Since the start of the full-scale war, Lower Saxony has welcomed nearly 105,000 Ukrainian refugees, mainly women and children. “This is a small city, but the support we receive is immense. I do not regret coming here,” Tetiana explains.

“Freiberg is very comfortable and there is a lot of support for refugees. Many Ukrainians arrived here nearly ten years ago, and they mobilized to support us newcomers. The Freiberg public library even has shelves filled with Ukrainian books for children and adults.”

Tetiana stands in front of a collage showing the nationalities of people attending integration courses in Freiberg – among them a cut-out of the airport in Kyiv. Photo: Jorge Galindo/IOM 2023

Tetiana spends most of her time trying to integrate into German society. As early as June last year, she enrolled in introduction courses where she learns German, as well as the country’s history, culture, and politics. The courses take place three hours a day, four days a week.
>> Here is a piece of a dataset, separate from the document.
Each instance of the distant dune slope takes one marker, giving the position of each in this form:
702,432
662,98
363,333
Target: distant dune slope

She is part of a group of 16 students, including four other Ukrainians, but also people from India, Afghanistan, and Pakistan. German lessons are going well, but she is mindful of the many dialects in the country. “I fear that if I ever travel elsewhere in the country no one will understand my Lower Saxony accent,” she laughs.

She is slowly getting used to the customs of her new neighbours, their food, the sanctity of Sundays when everything is ‘geschlossen’ (closed) and her nostalgia for bustling Kyiv, still her favourite city.
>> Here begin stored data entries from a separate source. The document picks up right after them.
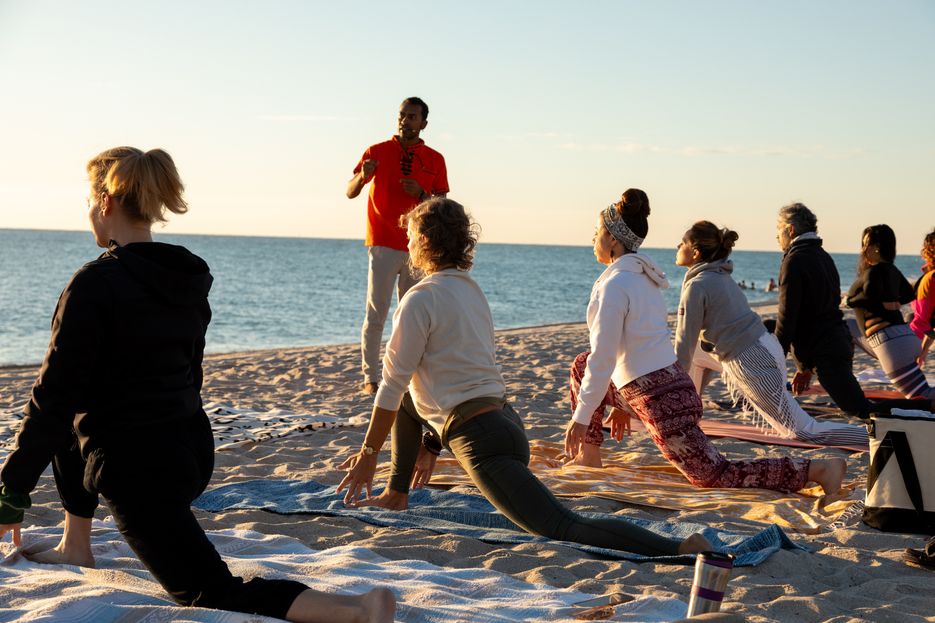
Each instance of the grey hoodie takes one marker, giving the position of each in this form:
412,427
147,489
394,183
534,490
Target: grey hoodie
713,305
Faces of resilience: Tetiana shares her classroom with four other Ukrainians, all of whom arrived in Germany last year. Photo: Jorge Galindo/IOM 2023

Tetiana has received support with housing, education, and other services from the German government. Her apartment is small, but the family, except for her husband who had to stay in Ukraine, stays together.

Since the start of the full-scale war, over 1 million people from Ukraine have fled to Germany and 881,399 have registered for temporary protection, Germany being second among countries hosting people registered for temporary protection or similar national protection schemes (UNHCR as of 31 January 2023). Nearly 8.1 million refugees from Ukraine were recorded across Europe (as of 21 February 2023). IOM Germany, in close cooperation with civil society and other UN agencies has reached around 450,000 persons both on and offline with information materials on a range of issues including the dangers of trafficking, gender-based violence, labour exploitation, psychosocial support, among others as well as training for first responders and state and civil society workers.
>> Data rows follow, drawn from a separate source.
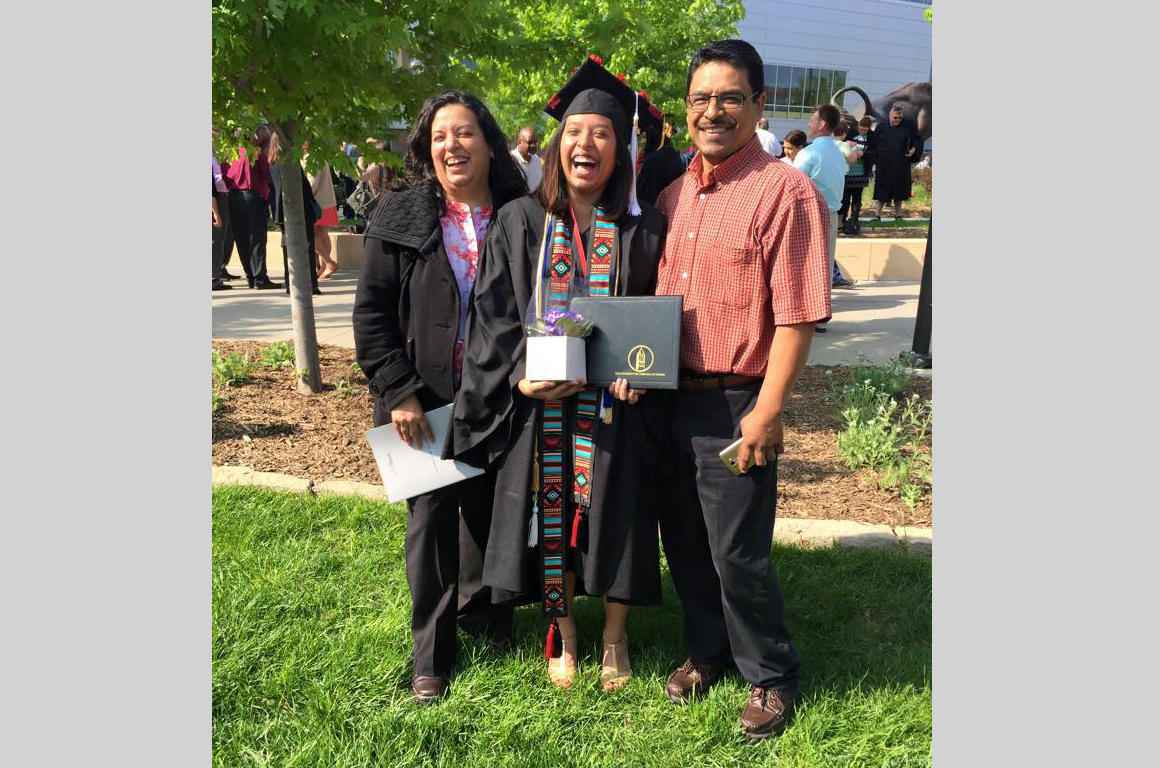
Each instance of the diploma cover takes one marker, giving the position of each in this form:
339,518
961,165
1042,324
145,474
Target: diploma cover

As for her future, there is little time for business dreams in Freiberg. Tetiana is focused on learning German. After completing her course, she will be able to sign up at the job centre in Freiberg. “I always dreamt of coming back to Germany, but not like this. Now that I’m here, I would like to stay, find a job, and give back to Germany what they have given me.”

Old home, new home. At home Tetiana helps acclimate her son and mother to their new country, while keeping Ukraine close. Photo: Jorge Galindo/IOM 2023

Back home, life in Kyiv continues. In an attempt at normalcy, she decided to leave the wedding dresses in the shop windows. “All my colleagues also left, but we decided to leave our products on display as a small symbol that life goes on.”

Tetiana does not hesitate when asked where she finds her strength. “My son… No one really knows how to cope, but for me just the wish to give him a real childhood, to go to school without hearing the air raid alarms, is what keeps me going.”